State Farm paid its insured’s BI liability limits of $10,000.  Unfortunately, the driver and owner of the car that rear ended my client were underinsured.

Our client did not have underinsured motorist insurance, which would have resulted in a much larger payout for the client.

Guest Gets $13,500 after Plate Hits Her Face at South Beach Restaurant

A young lady went out to a popular South Beach (Miami Beach) restaurant located on Ocean drive.  While eating at the restaurant, a place struck her face below her eye.  (The restaurant closed years later.)

She didn’t know who threw the plate.

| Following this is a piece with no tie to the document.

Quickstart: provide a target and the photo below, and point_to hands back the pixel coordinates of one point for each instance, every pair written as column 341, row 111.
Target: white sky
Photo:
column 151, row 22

She went to Mount Sinai Hospital for medical treatment.

She was given stitches to close up the cut.  Months after the accident the cut was no longer visible.

I looked at the restaurant’s website.  It stated, that “guests shouldn’t be surprised if they hear the sounds of plates breaking.  It is just tradition.”

American Empire Surplus Lines insured the restaurant.  They’re part of Great America Insurance Group.

They paid the $13,500 settlement.  $1,000 of the settlement was from the insurance policy’s Medpay coverage.  I did not charge a fee on this $1,000 portion of the settlement.

Patron Wins Case for Eye Injury Outside of Club

This isn’t my case.  Pearl Allen, and a companion were patrons of the Gemini Club in the evening.

As the two women left the club in the early morning hours and proceeded to their car in the Gemini Club’s parking lot, a male patron of the club, Leroy Allen (not related to the plaintiff), approached them.

Pearl Allen and her companion rebuffed Leroy Allen’s advances, and the trio exchanged harsh words. After pouring his drink on the companion, Leroy Allen hurled the empty glass, which struck Ms. Allen in the face and permanently blinded her in the left eye.

She sued the bar owner for damages.

The jury returned a verdict for Ms. Allen against the club.

The Florida Supreme Court said that the owner of a place of public entertainment will not be held liable for the unforeseeable acts of third persons, but, specific knowledge of an individual’s dangerous propensities is not the exclusive method of proving foreseeability.

It can be shown by proving that, based on past experience, a proprietor knew of or should have recognized the likelihood of disorderly conduct by third persons in general which might endanger the safety of the proprietor’s patrons. Foreseeability of an intervening cause is a question for the trier of fact.  Gibson v. Avis Rent-a-Car System, Inc., 386 So.2d 520 (Fla. 1980).

The Gemini Club had a history of fighting and other disturbances. Prior to the date of the assault, Babrab had employed a “bouncer” to maintain security on the premises.

The bouncer’s duties included patrolling the parking lot and preventing patrons from removing glasses from the bar.  Despite urgings to the corporate officers by the bartenders that such security was needed, no such employee was on duty the night of Pearl Allen’s assault.

The evidence was sufficient for the jury reasonably to find that Babrab should have known of the likelihood of injury to patrons caused by disorderly conduct on the part of third parties in general and failed to do anything about it.

It is a close question as to whether this failure caused or contributed to the plaintiff’s injuries, but the jury could have reasonably concluded that, if Babrab had continued its previous policy of hiring security personnel to take glasses from patrons as they left the club and to patrol the parking lot, the injury suffered by Pearl Allen would have been prevented.

The Florida Supreme Court let the woman’s jury verdict stand.  The case is Allen v. Babrab, Inc., 438 So.2d 356, 357 (Fla. 1983).